Dix ans plus tard la situation est plus positive mais le rêve de voir l’URSS repousser une offensive allemande sur la frontière et combattre chez l’ennemi s’effondrera dès les premières heures du 21 juin 1950.

Le territoire soviétique est largement envahit, Leningrad assiégée (relié à l’arrière pays avec un fragile cordon ombilical), Moscou menacé (avancée allemande maximale à 50km de la capitale), les pays baltes,la Biélorussie, l’Ukraine conquises, le Caucase et la Volga menacées.

Après l’échec devant la capitale soviétique, les allemands comprennent qu’ils ne pourront vaincre rapidement une puissance d’une «race inférieure». Il faudra deux ans et demi de violents combats pour que fin 1953 la totalité du territoire soviétique soit libéré à l’exception de la poche de Courlande qui tiendra jusqu’à la fin du conflit.

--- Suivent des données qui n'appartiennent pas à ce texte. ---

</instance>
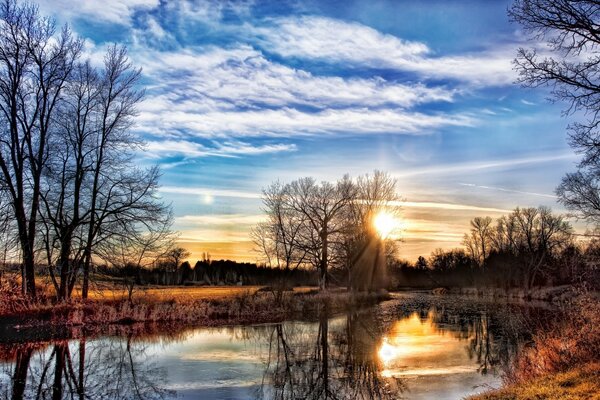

Les soviétiques espèrent atteindre l’Allemagne, combattre sur le vol du Vaterland mais les alliés occidentaux déjà méfiants vis à vis des projets staliniens de l’après guerre ont franchit l’Elbe et on même atteint l’Oder et la Neisse, future frontière germano-polonaise et futur Rideau de Fer.

Le conflit terminé l’Armée Rouge est donc auréolée d’un prestige mondial, étant considérée comme le principal fossoyeur des ambitions nazies ce qui fit hurler nombre d’anciens combattants français, britanniques et dans une moindre mesure américains.

Pays épuisé, l’URSS maintient des forces militaires importantes sur le territoire national mais aussi dans un glacis protecteur où des forces armées fidèles complètent le dispositif militaire soviétique dans ce qui ne constitue pas encore le Pacte de Varsovie.